The long-term results demonstrated an average of 5.5-month improvement in survival in the tucatinib group compared with the placebo group after an additional 15.6 months of follow-up. A benefit was also seen in the time without disease progression. These benefits were observed across all subgroups of patients, including patients with or without brain metastases.

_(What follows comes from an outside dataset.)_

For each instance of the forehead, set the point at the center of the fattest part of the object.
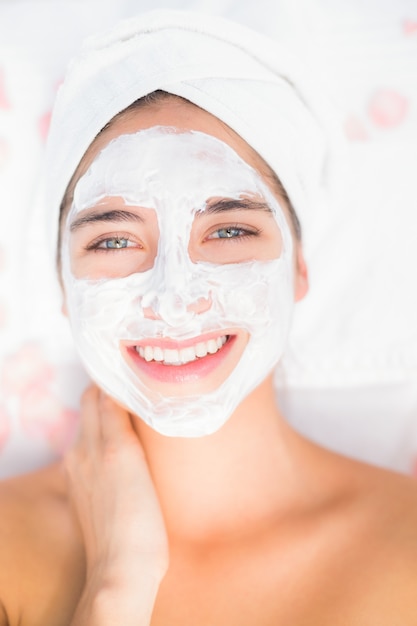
(181, 115)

“Late-stage HER2-positive metastatic cancer has proved difficult to treat,” Dr. Curigliano said. “These data further support that treatment with the tucatinib regimen helps patients live longer compared to trastuzumab and capecitabine alone.”
The HER2CLIMB Study
The original HER2CLIMB study randomly assigned patients to tucatinib versus placebo, each in combination with trastuzumab and capecitabine. All patients had locally advanced or metastatic HER2-positive breast cancer after their disease progressed during previous treatments. The study enrolled patients with and without brain metastases at baseline, including those with active brain metastases.

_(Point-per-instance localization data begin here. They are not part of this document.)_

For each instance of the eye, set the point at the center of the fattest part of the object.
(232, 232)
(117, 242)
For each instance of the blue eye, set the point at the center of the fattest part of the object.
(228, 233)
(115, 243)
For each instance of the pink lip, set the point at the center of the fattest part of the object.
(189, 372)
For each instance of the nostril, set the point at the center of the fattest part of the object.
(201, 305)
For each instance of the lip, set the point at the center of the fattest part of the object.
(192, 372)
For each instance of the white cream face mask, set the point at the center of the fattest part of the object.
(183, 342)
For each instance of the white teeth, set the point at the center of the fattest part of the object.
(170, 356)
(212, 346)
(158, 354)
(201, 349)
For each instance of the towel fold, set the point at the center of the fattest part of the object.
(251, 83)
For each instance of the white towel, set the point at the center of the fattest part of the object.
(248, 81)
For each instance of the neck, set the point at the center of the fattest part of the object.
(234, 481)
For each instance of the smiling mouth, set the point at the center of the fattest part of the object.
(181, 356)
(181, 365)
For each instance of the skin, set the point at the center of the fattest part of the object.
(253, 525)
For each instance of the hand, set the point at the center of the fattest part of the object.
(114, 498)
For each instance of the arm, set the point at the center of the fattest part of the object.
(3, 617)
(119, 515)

The use of tucatinib in combination with trastuzumab and capecitabine reduced the risk of death by 34% in the total study population, and in patients with brain metastases, the risk for disease progression or death was reduced by 52%.
Based on these data, the study protocol was amended to allow patients to cross over from the placebo arm to the tucatinib arm.

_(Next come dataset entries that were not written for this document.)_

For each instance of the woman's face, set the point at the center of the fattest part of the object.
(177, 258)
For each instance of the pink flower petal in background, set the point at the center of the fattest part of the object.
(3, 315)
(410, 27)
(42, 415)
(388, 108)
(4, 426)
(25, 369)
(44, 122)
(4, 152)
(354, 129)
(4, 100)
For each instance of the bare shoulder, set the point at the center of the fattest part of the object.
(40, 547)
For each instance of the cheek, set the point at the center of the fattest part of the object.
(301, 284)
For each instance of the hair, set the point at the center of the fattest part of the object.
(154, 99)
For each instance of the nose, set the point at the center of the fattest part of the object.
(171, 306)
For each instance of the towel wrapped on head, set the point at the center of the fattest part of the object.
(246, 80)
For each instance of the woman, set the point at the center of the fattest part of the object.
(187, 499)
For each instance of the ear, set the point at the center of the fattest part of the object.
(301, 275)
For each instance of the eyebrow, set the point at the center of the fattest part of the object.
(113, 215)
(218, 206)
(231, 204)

Updated Results Confirm Survival Benefit
At the ASCO meeting, Dr. Curigliano presented updated results from the HER2CLIMB study that included long-term overall survival, time without disease progression, and safety in the total study population, after about 2 years from the time the last patient entered the study.
At the time of data cutoff, 35 patients in the tucatinib group and 1 patient in the placebo group were still receiving their study treatment. In total, 26 patients crossed over from the placebo group to the tucatinib group, and 9 of these patients continued to receive tucatinib.
For this updated analysis, the average duration of follow-up was almost 3 years (29.6 months). The average overall survival in the tucatinib group was 24.7 months versus 19.2 months in the placebo group.
“The data demonstrated that the overall survival benefit with tucatinib was maintained with an additional 15.6 months of follow-up,” said Dr. Curigliano. He added that the benefit was consistent across all prespecified patient subgroups.
“Overall, there was a 27% reduction in the risk of death for patients in the tucatinib arm compared with the placebo arm,” Dr. Curigliano added.
The increased time without disease progression with the tucatinib regimen was also maintained at a longer follow-up. There was a 43% reduction in the risk of cancer progression in the tucatinib arm, for an average time without disease progression of 7.6 months with tucatinib versus 4.9 months with placebo.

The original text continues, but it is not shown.